About

Art is like a language… You have to learn, be open minded and most importantly you have to train your skills!

Schon zu Beginn meiner Reise habe ich mich extrem schwer damit getan, wenn Personen mich als „talentiert“ oder „begabt“ bezeichnet haben. Die Diskrepanz zwischen Selbst- und Fremdwahrnehmung kam dadurch zustande, dass ich mich selbst nie so sehen konnte. Die Kunst ist mir nicht in die Wiege gelegt worden oder fließt mir im Blut. Sie ist das Ergebnis harter Arbeit und viel Übung! Mein sogenanntes „Talent“ würde ich eher als eine „Passion“ bezeichnen. Ich habe der Kunst so viel Raum in meinem Leben gegeben, wie sie benötigte um wachsen zu können und die Form anzunehmen, die Sie heute hier sehen. Wie eine Blume habe ich meine Arbeit gehegt und gepflegt und dafür gesorgt, dass sie eine ganz einzigartige Blüte entfalten konnte, ganz frei nach dem Motto:

Aber von Beginn an, wer erzählt das hier überhaupt? Meine ersten künstlerischen Gehversuche unternahm ich im Alter von 13 Jahren. Zu dieser Zeit entwickelte sich mein Interesse für Zeichnungen, zunächst mit Bleistift und Kohle, später mit Pastellkreiden und Acrylfarben. Jedoch fühlte ich mich nie so richtig Zuhause… Irgendetwas fehlte und ich hatte das Gefühl, meinen Motiven einfach nicht gerecht werden zu können. 2019 entschied ich schließlich, durch die Inspiration einer Person in meinem nahen Umfeld, den Versuch zu wagen und auf Holz zu malen.

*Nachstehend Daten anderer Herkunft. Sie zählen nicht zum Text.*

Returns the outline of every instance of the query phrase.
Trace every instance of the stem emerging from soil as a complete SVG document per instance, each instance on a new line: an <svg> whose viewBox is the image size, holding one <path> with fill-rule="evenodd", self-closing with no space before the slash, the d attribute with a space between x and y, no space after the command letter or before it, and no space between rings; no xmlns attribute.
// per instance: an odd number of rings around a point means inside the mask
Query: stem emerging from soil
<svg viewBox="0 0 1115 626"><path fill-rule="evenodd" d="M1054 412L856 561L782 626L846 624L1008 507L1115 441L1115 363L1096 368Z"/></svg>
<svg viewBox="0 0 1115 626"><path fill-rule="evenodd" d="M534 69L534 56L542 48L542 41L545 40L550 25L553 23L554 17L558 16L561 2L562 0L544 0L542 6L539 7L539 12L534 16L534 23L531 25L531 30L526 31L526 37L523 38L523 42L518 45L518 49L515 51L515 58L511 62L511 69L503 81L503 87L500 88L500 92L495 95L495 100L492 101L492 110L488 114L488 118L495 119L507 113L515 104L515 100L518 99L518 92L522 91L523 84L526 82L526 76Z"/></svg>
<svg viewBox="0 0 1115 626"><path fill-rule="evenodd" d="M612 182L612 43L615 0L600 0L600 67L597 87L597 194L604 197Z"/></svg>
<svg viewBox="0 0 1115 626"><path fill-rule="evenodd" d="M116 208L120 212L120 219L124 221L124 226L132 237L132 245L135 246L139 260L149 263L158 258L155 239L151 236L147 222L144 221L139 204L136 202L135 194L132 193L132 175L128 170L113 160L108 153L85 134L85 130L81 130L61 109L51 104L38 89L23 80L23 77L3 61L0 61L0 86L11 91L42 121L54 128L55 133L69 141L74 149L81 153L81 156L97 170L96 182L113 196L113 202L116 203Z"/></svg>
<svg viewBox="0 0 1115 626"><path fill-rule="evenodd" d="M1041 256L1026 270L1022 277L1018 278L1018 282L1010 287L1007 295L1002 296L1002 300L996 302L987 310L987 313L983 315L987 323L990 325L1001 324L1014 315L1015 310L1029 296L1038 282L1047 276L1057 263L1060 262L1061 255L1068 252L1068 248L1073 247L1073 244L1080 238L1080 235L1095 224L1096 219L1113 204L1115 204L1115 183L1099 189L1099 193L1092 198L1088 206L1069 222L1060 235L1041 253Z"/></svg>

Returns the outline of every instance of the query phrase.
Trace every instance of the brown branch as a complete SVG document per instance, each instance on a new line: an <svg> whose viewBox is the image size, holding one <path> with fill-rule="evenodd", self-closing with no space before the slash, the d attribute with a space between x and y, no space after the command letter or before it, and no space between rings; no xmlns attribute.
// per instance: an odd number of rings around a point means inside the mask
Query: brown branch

Zu diesem Zeitpunkt noch immer mit Acrylfarben und mäßig überzeugenden Ergebnissen. Aufgrund der schnellen Trocknungszeiten und der fehlenden Flexibilität griff ich schließlich 2020 zu Ölfarben, die meine Kunst nachhaltig verändern sollten. Plötzlich war der gesamte Prozess entschleunigt! Ich empfand keinerlei Stress mehr bezüglich der Farben und ihrer Veränderlichkeit. Endlich war es mir möglich, die gleiche Stelle im Bild noch Stunden oder einen Tag später abzuändern, ohne von vorn beginnen zu müssen. Aber wie alles im Leben hat auch dieser Vorteil seine Schattenseite. Die Möglichkeiten zur Veränderung schöpfte ich aus und das leider auch häufiger als gut gewesen wäre. Ich bin ein Mensch, der sich in kleinen Details stundenlang verlieren kann, um sich dann zu wundern, warum es keine Fortschritte im Schaffensprozess gibt. Und diese fehlenden Fortschritte können auf die Dauer sehr demotivierend sein. Das führt nicht selten zu sogenanntem „Art-Block“, also einer Blockade die Tage, Woche oder Monate anhalten und den künstlerischen Schaffensprozess nachhaltig belasten oder ganz verhindern kann. In meinem bisherigen Leben hatte ich bereits einige dieser Blockaden und ich werde hier definitiv irgendwann einen Beitrag dazu verfassen, wie ich aus diesen Blockaden wieder herausgefunden habe. Aber dazu soll an anderer Stelle mehr folgen. Es geht mir darum aufzuzeigen, dass als Künstlerin tätig zu sein nicht einfach nur eine spaßige Angelegenheit ist. Und dennoch hat die Kunst mich öfter gerettet als ich zählen kann. Das Klischee, dass der Geist zur Ruhe kommt, trifft auf mich voll zu. Und manchmal habe ich mich nur motiviert im Leben weiterzumachen, weil es noch ein Bild gab, dass ich noch vollenden, eine letzte Geschichte die ich noch erzählen wollte. Und so ging das Leben weiter, denn das schöne in der Malerei ist, dass Inspirationen hinter jeder Ecke warten können und dich völlig für sich einnehmen…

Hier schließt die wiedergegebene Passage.